Linha do Tua - Abreiro

Linha do Tua - Tralhariz


Aproveitando o comentário de Augusto Küttner de Magalhães, gostaria de tocar num ponto que considero relevante: "Se muitos bem entendemos que não haja possibilidade de reconstruir a Linha do Tua". Não julgo que seja necessário reconstruir a linha do Tua, na verdadeira acepção do termo. Necessário será proceder a intervenções um pouco mais profundas que simples manutenções correctivas mas que duvido que fiquem longe de uma exorbitância de custos.

O problema real é que, nas últimas décadas, sempre se favoreceu largamente o investimento rodoviário em detrimento do ferroviário. Nos investimentos rodoviários realçam-se as vantagens, chavões já conhecidos como "desenvolvimento regional", "contrariar a tendência de despovoamento", "gerador de emprego" (vindo-se curiosamente a provar o contrário mais tarde, tal como com as barragens de que tanto se fala agora), enquanto nos parcos investimentos ferroviários (principalmente se excluirmos a Linha do Norte, Sul e onde circulam suburbanos) apenas se realçam os custos, numa lógica que quase pretende fazer crer que a ferrovia é das maiores responsáveis pelo endividamento do país.

Senão vejamos: o Estado vai pagar em 2010 82 milhões de euros pela disponibilidade da ex-SCUT Costa de Prata (cerca de 750 mil euros por km), 89 milhões pela disponibilidade da ex-SCUT Grande Porto (1600 mil euros por km) e 54 milhões pela SCUT Norte Litoral (500 mil euros por km). A A16, recentemente inaugurada, custou cerca de 5,5 milhões de euros por km. A construção do mais recente troço do eixo Norte-Sul custou cerca de 17 milhões de euros por km. O último troço da CRIL, só em expropriações, está a custar 20 milhões por km.
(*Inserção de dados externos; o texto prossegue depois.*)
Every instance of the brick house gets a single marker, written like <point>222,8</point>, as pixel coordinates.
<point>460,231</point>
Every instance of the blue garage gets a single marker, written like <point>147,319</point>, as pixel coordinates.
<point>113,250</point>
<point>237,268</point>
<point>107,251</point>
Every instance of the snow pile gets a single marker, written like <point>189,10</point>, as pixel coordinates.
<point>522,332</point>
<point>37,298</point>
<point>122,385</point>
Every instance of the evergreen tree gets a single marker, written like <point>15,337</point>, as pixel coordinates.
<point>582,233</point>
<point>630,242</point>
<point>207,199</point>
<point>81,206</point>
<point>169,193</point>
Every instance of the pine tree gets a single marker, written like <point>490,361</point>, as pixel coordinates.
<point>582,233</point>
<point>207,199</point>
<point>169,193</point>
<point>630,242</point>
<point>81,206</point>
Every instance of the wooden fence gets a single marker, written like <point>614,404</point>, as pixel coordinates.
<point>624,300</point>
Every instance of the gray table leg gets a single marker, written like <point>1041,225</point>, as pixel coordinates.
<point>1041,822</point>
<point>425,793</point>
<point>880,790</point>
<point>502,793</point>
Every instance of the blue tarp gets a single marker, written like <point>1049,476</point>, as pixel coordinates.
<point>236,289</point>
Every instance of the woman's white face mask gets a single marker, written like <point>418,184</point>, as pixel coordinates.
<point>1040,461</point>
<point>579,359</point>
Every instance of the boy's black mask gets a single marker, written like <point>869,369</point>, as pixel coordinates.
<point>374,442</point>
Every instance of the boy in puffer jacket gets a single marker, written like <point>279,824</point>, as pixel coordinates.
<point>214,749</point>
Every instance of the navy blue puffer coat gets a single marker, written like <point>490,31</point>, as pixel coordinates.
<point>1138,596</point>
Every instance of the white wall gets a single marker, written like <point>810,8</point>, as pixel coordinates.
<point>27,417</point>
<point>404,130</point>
Quando falamos de investimento na ferrovia, vemos que a reabilitação da infraestrutura da Linha do Douro entre Pocinho e Barca d'Alva ficaria por cerca de 300 mil euros por km enquanto a sua manutenção (ligeiros trabalhos rotineiros e ataques pesados de 4 em 4 anos) ficaria por 50 mil euros anuais (2 mil euros por km). Mas enquanto para a construção de auto-estradas (será que não temos já suficientes?) parece haver sempre dinheiro sem fim, todo e qualquer investimento ferroviário é tomado sempre com muita cautela, para dizer o mínimo...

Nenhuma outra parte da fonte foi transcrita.